I have admired Singapore for its fairy tale rise from a somnolent British colony on the southern tip of Malaya to its role as the financial, aviation, retail and technology hub of Southeast Asia. In the past decade, I have happily braved the perennial afternoon rain and monsoon humidity, the crowds at Changi and the retail razzmatazz on Orchard Road to invest in pre-IPO deals in Singapore industrial property and office Reits. With a per capita income of $50,000, an Anglo-Saxon legal pedigree, a famously uncorrupt government led by the son of the legendary Lee Kwan Yew, a magnet for the world's smart money flows, minimal inflation, the most credible central bank (MAS) and currency (Sing dollar) in Southeast Asia, Singapore is the world's most successful and best managed city-state, a AAA sovereign credit, a modern Titian's Venice or Rembrandt's Amsterdam (though we don't do art, la!).
Singapore's recent export surge mean the Lion City could well see three per cent GDP growth in the next 12 months. The Singapore dollar is now once again undervalued as King Dollar swoons. Money supply and bank loan growth has accelerated, a bullish omen for the Straits Times index. Banking profits and net interest margins have begun to rise. China and India's stellar growth has powered an uptick in Asian trade volumes, whose leveraged proxy is the Strait Times index even as its market breath and momentum rises.
Singapore's Straits Times index and country index fund has risen 14 per cent in 2017 as the Monetary Authority of Singapore (MAS) has opted for easy money to combat deflation risk and boost economic growth. The MAS also tracks central bank easing in China, Indonesia, Taiwan and even India in the past 12 months.
DBS Group, the flagship Temasek owned bank that is the largest financial institution in Southeast Asia, has been my favourite Singapore money centre bank investment since July 2016. Piyush Gupta has transformed DBS' bottom line via cost cutting as net interest margins and loan yields fatten. DBS and United Overseas Bank (UOB) are both ideal proxies for Singapore's economic, earnings and stock buyback cycle. Singapore banks have also built large fee generating wealth management businesses and have largely written off busted oil, gas and commodities loans. A steeper US Treasury yield curve will be bullish for net interest margins and EPS growth in DBS, UOB and OCBC, which has also bought its own undervalued shares. Singapore banks also offer some of Southeast Asia finance's highest free cash flow yield, at 10-12 per cent.
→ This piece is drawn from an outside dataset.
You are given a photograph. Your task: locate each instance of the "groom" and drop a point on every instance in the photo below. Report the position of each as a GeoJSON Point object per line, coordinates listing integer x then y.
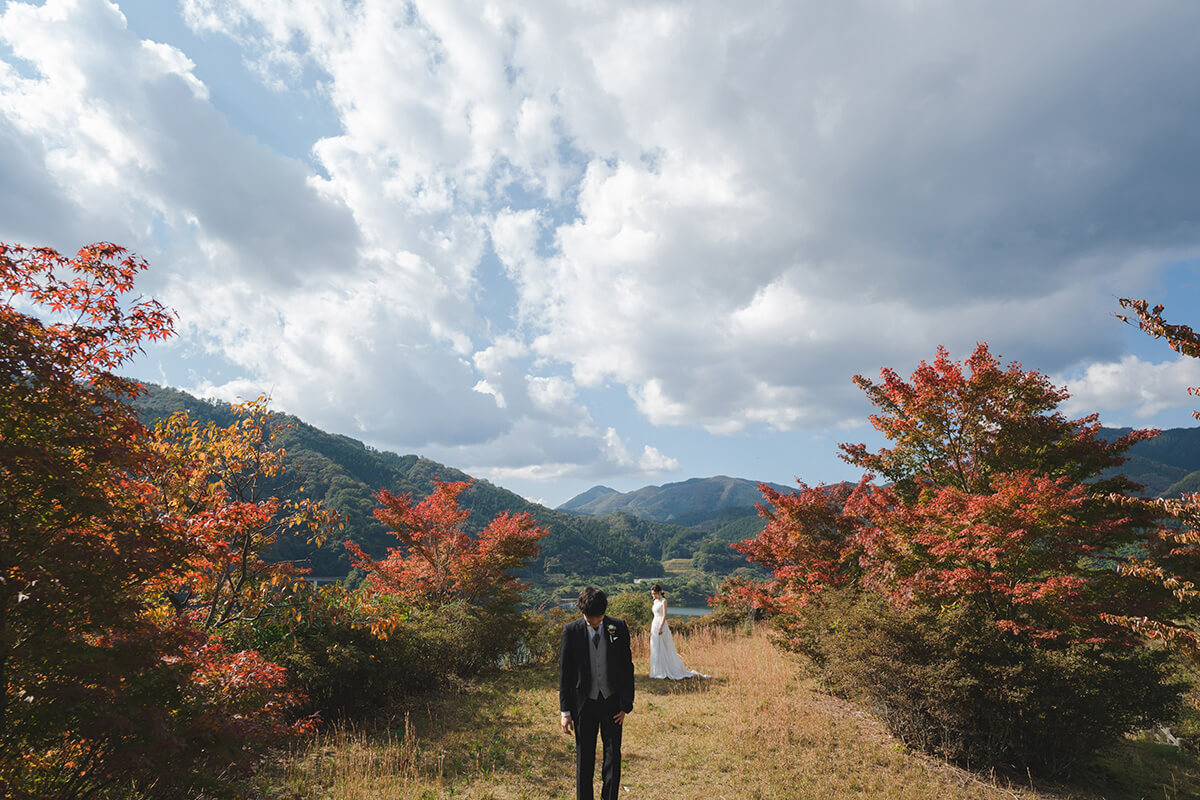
{"type": "Point", "coordinates": [595, 691]}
Indonesia's reformist President Jokowi Widodo, the recent tax amnesty and surge in private wealth creation also makes me bullish on Indonesian banks. In 1998, Indonesia's banking system was bankrupt as Jakarta was forced to negotiate an emergency lifeline from the IMF, mobs attacked Chinese owned businesses in Java and President Suharto's 34-year-old kleptocratic dictatorship imploded. Now Indonesia is the world's most robust Muslim majority parliamentary democracy, a colossus of 260 million people whose middle class will happily throng four-star hotels in the holy city of Makkah.
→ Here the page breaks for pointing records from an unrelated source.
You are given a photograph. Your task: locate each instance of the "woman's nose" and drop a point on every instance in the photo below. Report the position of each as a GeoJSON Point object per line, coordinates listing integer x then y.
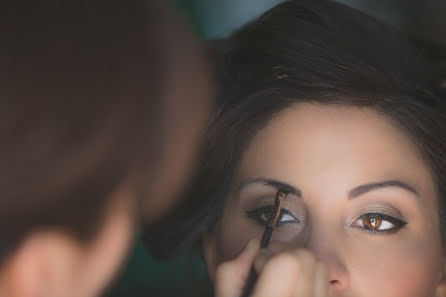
{"type": "Point", "coordinates": [327, 246]}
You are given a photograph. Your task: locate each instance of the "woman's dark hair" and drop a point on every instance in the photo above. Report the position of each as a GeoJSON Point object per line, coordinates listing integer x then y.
{"type": "Point", "coordinates": [82, 107]}
{"type": "Point", "coordinates": [309, 51]}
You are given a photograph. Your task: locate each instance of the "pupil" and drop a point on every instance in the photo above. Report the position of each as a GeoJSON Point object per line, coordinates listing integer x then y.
{"type": "Point", "coordinates": [372, 223]}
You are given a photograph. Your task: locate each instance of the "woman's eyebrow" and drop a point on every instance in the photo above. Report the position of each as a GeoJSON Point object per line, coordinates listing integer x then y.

Indonesia's largest retail and consumer bank is Bank of Central Asia. The eight per cent fall in Bank of Central Asia (BCA) shares was due to a cut in its MSCI Indonesia index weighing, not any slip up in its operating profits. Digital/consumer banking will power BCA earnings growth in the next three years. True, BCA is expensive at 17 times forward earnings but high growth consumer banks in consensus darling emerging markets like India and Indonesia are never cheap. Bank Rakyat, which boards the largest branch/mobile banking network in Indonesia could well be an alternative to Bank of Central Asia. Bank Rakyat trades at a modest 12 times forward earnings even though it has grown its deposit base faster than either BCA or Bank Mandiri.
I have never invested in Malaysia, as so many Gulf investors have lost fortunes in the KL property market and Bursa. As crude oil plunges to $48, it makes even less sense to invest in Southeast Asia's only oil and LNG exporter. Najib Razzak's political woes, the free-fall in the ringgit and the 1MDB sovereign wealth scandal further erode the investment case for Malaysia - at least for now. Thailand has been a far more profitable emerging market country pick than Malaysia, let by the 25 per cent sizzle in Krung Thai Bank and Bangkok Bank.